For there are other worries but writing worries me the most. Unfortunately, it is the act of writing that makes me the happiest Next comes my baby girl, then cats and then there are other happinesses of life.
I really am a a closed book, not an introvert mind you. I can talk for hours but can rarely talk about myself, me and my work. Hence, I can never really talk about writing.
However, there are friends who know, and that is another trouble. Since I am an avid fan of fantasy fiction and YA fiction, describing what I write is a little less exciting. Like the other day in my attempt to explain what I am writing about, I explained that it is about a terribly left out witch, who is almost always rather sad. The response was a lot of questions, the most potent of it was, ‘what is there to write about a sad witch?’
There, my friends I get stumped.
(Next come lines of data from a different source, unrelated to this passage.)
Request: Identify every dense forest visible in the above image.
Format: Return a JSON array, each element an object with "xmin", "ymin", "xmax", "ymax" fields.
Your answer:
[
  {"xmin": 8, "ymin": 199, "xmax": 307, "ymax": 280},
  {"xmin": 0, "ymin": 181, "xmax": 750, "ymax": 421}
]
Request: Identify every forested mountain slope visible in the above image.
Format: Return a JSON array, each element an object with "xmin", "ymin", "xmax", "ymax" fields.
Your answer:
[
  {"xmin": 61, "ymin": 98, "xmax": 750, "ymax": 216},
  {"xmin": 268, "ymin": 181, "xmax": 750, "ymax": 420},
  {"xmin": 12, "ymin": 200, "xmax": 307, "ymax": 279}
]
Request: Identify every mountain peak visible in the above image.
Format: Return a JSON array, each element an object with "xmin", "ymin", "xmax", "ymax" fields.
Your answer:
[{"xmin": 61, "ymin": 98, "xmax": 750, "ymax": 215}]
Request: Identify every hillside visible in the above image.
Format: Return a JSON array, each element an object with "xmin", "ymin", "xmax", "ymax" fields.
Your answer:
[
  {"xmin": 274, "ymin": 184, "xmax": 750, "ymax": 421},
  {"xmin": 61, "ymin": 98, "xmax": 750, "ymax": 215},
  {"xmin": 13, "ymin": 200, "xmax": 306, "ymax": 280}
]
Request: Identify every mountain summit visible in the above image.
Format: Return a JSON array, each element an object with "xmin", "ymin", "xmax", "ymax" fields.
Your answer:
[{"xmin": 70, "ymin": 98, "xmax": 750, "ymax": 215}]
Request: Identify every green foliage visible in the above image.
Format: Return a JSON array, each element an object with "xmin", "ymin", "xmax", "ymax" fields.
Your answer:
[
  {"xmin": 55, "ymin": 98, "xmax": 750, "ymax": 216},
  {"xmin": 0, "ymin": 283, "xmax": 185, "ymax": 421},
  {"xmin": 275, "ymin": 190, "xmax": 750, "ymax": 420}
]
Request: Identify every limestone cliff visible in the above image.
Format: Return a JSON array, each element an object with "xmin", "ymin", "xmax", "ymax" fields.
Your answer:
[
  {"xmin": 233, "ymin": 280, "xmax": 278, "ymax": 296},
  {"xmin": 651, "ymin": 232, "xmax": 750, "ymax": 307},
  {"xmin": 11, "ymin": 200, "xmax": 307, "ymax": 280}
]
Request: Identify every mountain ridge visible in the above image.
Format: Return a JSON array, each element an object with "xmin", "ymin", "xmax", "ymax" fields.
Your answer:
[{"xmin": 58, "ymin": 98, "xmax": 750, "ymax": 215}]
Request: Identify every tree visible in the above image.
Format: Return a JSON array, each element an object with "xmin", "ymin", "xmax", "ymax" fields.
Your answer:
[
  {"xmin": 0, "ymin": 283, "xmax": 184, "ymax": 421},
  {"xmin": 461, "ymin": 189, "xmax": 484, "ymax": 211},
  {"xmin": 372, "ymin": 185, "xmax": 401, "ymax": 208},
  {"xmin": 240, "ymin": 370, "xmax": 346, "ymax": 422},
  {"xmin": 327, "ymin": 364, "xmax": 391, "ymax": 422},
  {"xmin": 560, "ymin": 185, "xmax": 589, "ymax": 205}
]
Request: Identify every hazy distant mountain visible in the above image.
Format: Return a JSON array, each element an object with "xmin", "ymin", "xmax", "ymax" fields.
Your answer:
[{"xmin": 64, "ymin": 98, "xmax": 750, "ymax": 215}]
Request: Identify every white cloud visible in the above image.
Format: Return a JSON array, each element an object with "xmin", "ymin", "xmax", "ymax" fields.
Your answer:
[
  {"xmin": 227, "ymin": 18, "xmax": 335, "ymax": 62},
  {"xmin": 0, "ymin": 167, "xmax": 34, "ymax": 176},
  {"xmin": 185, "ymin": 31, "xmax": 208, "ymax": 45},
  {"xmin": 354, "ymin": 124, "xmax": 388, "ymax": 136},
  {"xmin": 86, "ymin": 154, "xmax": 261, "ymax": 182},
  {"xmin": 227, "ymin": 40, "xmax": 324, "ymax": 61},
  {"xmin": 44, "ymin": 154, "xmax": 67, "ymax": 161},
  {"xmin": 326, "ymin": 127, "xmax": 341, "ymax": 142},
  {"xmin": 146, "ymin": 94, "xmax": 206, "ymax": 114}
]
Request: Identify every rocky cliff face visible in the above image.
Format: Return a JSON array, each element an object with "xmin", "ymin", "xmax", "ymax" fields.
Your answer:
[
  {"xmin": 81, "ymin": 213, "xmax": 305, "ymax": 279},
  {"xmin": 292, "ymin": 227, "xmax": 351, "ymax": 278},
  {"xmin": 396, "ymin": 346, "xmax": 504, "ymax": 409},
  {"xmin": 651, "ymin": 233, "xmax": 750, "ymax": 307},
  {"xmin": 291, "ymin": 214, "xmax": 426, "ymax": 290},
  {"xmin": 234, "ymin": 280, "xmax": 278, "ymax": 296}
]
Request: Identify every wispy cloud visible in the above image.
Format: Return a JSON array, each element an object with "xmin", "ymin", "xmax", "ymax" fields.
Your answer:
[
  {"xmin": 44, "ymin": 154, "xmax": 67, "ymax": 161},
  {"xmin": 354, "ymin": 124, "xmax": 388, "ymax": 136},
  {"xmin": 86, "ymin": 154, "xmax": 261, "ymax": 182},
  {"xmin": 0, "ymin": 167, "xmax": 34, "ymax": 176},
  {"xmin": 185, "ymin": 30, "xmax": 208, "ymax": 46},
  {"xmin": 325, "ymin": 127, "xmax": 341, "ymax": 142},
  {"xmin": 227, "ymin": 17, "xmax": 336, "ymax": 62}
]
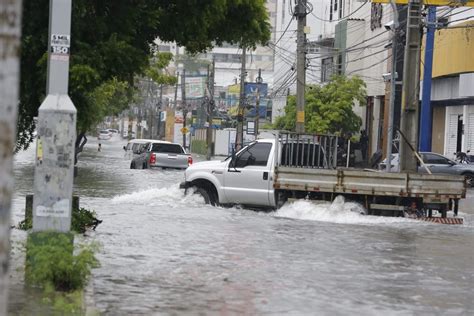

True enough, what is there to write about a sad witch who lives at the most lonesome corner of the world.
The thing is, after all time I spent on building her up, she is now, to me at least a real character, whose sadness is as real to me, as the zit that appeared on my forehead this morning (need to stop using that facepack), therefore, there is just so much to write about her, so much to explain why she was sad, why she should be happy, how should she find that happiness?
I do not know who is tugging whom here, the witch urging me to find out how she finally reaches that happiness, or me tugging her, convincing her that there is sunshine beyond the clouds.